現地から結果を伝えるリポーターが、「離脱で何が変わりますか」というスタジオからの問いかけを受けて、「食事がまずくなるでしょう」と答えたのにはうなずけました。彼は、外食産業でいかに多くの移民労働者が働いているかを言いたかったのです。
しかし、生鮮食料品も含め、現在、英国の家庭の食卓を彩る多くの食品が国外から来ていることを考えると、離脱により、人だけでなく商品流通の面でも食への影響が出ることは必至と思われます。
EU(欧州連合)は、その前身であるEC(欧州諸共同体)時代に域内の市場統合、移動の自由を実現させていますが、とりわけ1992 年の欧州連合条約による政治的分野における統一化が域内統合を促進しました。

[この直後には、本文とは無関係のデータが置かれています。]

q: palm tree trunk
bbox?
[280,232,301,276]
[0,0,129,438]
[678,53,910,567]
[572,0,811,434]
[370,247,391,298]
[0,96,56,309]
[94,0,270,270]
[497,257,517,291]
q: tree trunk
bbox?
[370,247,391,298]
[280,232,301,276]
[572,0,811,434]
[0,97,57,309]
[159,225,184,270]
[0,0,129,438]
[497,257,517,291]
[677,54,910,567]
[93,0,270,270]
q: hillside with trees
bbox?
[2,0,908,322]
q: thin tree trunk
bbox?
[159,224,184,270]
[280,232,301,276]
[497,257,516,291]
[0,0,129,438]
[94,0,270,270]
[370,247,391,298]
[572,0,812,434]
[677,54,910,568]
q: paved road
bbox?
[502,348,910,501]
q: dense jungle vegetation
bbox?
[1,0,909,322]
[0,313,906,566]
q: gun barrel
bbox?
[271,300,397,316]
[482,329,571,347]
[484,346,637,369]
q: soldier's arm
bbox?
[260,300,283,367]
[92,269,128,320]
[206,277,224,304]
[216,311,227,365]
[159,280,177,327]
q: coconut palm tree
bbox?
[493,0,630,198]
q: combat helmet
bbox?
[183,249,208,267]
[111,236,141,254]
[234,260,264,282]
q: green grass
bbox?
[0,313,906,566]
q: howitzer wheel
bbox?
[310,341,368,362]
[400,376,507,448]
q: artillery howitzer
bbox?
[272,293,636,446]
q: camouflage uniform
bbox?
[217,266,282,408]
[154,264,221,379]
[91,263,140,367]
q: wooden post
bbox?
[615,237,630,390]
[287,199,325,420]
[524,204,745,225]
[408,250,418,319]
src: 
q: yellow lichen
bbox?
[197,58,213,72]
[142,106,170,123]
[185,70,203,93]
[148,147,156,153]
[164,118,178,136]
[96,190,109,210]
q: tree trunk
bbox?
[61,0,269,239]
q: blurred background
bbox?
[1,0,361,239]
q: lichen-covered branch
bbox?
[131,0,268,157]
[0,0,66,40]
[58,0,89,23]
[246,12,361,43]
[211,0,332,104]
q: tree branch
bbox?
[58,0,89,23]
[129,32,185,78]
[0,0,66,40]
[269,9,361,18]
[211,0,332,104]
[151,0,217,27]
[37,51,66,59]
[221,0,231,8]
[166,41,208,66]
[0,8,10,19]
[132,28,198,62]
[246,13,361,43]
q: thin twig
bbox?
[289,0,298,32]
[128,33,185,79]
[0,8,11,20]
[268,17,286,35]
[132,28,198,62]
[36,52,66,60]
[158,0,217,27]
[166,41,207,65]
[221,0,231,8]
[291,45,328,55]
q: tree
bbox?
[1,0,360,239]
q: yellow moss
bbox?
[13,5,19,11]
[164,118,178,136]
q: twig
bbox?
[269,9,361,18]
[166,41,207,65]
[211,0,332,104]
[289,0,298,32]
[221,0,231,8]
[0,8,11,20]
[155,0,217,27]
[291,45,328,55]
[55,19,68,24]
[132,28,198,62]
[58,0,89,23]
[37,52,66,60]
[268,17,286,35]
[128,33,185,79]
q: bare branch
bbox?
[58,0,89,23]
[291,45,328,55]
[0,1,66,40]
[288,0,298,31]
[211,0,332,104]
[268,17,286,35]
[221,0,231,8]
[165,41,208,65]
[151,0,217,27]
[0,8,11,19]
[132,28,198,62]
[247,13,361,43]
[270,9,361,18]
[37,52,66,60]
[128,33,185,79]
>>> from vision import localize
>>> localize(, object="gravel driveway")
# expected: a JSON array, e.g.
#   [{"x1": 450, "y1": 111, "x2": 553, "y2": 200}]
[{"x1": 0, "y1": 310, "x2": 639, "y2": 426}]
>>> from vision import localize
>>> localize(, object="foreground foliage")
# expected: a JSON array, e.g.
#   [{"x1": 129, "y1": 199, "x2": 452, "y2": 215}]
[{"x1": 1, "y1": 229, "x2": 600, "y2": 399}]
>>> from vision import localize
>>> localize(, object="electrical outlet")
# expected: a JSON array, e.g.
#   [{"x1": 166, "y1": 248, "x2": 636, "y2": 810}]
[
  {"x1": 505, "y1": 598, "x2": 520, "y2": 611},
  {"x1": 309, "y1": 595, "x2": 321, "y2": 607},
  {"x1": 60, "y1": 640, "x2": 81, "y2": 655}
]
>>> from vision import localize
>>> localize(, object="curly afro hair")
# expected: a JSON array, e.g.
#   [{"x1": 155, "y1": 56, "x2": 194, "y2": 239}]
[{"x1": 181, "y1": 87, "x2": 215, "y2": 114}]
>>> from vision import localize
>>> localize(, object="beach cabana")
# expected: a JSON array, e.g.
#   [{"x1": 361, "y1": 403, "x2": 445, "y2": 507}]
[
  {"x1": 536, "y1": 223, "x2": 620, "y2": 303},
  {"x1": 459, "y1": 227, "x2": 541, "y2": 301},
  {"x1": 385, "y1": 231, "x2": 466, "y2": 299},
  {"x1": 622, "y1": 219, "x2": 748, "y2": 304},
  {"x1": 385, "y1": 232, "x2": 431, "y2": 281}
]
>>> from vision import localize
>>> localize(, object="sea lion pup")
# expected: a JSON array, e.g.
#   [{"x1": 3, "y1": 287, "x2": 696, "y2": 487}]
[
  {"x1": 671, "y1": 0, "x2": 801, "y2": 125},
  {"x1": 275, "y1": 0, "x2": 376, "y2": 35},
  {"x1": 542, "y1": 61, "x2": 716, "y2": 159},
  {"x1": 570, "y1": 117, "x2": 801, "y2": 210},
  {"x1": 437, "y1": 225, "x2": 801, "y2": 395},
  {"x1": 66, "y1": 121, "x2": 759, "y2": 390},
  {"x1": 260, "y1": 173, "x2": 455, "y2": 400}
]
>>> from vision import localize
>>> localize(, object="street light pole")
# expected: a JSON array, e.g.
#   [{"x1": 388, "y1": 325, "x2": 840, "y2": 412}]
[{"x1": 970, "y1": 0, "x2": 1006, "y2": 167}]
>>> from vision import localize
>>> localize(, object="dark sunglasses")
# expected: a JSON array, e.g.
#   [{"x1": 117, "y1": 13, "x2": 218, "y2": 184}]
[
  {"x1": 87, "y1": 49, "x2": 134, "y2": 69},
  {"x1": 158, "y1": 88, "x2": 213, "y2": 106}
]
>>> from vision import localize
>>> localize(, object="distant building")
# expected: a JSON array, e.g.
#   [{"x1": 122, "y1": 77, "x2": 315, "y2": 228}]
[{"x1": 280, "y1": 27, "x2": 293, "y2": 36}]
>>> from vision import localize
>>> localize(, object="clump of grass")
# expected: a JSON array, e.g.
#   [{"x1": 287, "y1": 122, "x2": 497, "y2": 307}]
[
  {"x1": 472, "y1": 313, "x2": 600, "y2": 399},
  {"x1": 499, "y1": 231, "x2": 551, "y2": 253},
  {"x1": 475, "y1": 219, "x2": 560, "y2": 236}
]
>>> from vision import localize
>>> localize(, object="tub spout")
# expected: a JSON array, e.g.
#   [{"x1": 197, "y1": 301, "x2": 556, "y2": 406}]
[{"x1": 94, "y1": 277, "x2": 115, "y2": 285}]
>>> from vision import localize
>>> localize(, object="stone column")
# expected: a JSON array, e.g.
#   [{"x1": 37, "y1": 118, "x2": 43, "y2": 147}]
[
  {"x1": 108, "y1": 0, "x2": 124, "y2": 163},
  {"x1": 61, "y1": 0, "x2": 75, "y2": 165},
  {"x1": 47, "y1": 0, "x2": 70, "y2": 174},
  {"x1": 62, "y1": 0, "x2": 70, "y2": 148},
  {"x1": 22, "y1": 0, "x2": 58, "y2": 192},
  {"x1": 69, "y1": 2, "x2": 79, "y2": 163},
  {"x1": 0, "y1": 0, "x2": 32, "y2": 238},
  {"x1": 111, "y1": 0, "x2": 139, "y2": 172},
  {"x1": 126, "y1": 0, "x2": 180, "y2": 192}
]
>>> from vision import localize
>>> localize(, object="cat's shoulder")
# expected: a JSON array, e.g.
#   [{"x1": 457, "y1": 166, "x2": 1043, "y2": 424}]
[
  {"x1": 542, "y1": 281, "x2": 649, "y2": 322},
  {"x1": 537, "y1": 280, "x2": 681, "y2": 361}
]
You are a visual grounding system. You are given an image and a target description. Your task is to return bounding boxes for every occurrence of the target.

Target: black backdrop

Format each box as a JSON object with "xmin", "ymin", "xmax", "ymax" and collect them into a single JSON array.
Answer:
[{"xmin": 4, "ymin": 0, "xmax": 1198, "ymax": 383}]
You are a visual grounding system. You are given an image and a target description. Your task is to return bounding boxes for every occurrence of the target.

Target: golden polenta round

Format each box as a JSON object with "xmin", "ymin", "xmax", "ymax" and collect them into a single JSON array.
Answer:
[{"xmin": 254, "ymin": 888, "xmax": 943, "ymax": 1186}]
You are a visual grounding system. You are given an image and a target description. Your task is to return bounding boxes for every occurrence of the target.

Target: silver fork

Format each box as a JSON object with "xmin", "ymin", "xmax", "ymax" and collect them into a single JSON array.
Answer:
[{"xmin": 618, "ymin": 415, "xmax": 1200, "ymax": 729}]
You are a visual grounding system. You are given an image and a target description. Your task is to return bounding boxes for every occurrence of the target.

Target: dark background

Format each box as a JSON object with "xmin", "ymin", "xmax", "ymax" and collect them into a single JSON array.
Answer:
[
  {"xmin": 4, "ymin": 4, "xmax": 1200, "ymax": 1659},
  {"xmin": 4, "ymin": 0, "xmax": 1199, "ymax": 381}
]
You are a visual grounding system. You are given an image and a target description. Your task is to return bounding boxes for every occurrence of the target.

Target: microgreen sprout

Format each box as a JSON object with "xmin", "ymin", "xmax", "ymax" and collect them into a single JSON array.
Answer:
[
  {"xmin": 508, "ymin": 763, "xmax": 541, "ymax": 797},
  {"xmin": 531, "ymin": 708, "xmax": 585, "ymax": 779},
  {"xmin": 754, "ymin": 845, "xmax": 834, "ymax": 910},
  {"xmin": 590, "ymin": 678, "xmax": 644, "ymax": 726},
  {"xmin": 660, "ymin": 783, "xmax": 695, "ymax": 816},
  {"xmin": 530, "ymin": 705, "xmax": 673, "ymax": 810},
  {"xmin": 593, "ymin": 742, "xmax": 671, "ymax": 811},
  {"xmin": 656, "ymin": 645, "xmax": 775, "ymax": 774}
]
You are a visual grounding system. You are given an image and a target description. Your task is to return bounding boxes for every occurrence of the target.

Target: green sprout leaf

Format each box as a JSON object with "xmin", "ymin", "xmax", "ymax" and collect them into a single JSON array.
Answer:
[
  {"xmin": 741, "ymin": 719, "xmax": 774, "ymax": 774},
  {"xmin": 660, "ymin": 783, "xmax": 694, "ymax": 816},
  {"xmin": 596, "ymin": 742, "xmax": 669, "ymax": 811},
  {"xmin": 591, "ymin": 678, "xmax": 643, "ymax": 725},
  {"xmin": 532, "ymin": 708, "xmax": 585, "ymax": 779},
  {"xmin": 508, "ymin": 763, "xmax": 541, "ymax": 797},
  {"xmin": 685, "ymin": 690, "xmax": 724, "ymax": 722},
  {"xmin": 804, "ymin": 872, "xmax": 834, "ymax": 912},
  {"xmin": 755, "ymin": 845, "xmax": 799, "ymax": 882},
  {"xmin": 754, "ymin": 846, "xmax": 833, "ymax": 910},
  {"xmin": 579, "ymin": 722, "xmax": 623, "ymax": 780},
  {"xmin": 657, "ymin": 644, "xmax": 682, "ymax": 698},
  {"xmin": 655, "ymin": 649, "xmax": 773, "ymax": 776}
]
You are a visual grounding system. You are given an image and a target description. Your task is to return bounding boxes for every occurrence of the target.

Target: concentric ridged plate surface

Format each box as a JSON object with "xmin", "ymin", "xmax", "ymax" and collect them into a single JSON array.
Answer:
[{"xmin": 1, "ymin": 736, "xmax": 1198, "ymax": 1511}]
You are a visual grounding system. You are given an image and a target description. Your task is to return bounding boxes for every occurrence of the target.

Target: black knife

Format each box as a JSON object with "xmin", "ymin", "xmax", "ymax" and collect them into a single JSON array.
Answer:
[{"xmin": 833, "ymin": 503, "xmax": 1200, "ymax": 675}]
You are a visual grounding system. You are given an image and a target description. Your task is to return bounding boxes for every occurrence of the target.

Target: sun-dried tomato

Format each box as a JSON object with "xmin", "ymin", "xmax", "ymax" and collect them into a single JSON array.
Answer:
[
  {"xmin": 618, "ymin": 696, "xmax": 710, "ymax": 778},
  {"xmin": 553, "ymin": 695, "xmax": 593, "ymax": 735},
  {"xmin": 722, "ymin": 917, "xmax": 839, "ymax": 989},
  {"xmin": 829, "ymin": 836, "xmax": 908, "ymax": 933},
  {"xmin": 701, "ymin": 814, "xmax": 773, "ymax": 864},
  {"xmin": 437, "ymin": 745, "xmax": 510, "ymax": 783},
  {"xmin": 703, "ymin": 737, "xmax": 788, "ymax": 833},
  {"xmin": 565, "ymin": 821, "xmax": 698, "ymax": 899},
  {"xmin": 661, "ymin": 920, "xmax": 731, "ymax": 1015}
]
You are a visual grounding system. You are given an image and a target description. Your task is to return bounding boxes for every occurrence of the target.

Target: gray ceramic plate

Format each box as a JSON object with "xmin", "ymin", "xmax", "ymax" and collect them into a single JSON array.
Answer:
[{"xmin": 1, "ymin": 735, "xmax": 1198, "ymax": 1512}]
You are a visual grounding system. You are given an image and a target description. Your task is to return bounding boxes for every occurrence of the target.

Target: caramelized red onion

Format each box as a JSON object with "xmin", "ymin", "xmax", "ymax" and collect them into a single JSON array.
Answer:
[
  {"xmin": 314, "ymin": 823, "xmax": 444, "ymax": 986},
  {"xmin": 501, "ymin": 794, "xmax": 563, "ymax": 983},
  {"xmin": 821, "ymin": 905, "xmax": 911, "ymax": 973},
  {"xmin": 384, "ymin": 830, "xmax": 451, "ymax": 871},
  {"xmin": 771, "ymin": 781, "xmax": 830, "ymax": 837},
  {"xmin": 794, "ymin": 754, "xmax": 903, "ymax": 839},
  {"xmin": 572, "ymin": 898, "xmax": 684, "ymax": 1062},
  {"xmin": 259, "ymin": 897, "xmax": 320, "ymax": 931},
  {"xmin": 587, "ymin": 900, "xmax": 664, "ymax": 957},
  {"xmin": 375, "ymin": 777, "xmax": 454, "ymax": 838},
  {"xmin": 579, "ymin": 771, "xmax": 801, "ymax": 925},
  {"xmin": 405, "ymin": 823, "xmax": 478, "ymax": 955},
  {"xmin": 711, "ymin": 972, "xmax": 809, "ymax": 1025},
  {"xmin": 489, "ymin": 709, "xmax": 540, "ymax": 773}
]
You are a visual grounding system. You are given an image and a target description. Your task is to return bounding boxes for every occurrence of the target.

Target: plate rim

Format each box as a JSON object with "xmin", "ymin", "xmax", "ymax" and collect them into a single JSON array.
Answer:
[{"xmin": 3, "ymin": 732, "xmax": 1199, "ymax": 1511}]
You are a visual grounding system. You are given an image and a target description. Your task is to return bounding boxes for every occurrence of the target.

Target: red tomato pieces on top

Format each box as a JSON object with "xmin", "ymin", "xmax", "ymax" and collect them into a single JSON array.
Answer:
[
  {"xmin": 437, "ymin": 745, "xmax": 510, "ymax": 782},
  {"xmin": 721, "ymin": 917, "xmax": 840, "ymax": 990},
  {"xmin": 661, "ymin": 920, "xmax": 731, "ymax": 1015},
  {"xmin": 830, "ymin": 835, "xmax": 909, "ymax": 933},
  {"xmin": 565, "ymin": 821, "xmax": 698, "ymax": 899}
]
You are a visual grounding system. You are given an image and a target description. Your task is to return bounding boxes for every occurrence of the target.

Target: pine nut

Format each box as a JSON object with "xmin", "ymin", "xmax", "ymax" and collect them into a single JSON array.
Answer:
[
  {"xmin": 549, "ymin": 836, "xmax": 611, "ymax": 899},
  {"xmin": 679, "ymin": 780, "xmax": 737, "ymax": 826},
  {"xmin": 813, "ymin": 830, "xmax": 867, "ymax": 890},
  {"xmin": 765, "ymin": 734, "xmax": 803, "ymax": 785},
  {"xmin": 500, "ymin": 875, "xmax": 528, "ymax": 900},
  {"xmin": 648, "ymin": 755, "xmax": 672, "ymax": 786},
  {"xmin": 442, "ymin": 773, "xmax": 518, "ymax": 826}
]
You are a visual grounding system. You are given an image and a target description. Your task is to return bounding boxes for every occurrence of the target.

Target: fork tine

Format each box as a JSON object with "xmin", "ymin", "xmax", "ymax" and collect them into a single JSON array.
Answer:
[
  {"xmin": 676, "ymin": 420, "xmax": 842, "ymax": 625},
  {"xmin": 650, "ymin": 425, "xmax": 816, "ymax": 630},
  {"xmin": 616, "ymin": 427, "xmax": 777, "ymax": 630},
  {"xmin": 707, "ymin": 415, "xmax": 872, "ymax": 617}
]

私は1988年と1993年に英国に住んでいましたが、2回目の滞英の際にスーパーに並ぶ食品が明らかに豊富に(外国産が多く)なり、外食のレベルも上がったことに驚きました。「本を食う」といわれた英国民もうまいものはわかるんだと妙に納得したことを覚えています。
英国内で離脱派が力を得た背景には、政治統合後におきた東・中欧ブロック諸国の加盟、中東情勢の不安化から生じた難民の域内流入などの影響による移民流入に対する英国民の反発が根底にあります。その意味では統合により経済的利益を得る層と職を奪われるなどして被害感情を持つ層の争いといった感もなくはありません。
今回の事態は、国民投票という究極の直接民主主義の結果が大きな混乱と分裂をもたらした例として、英国民のみならず、世界史的に記憶される事件であったと思われます。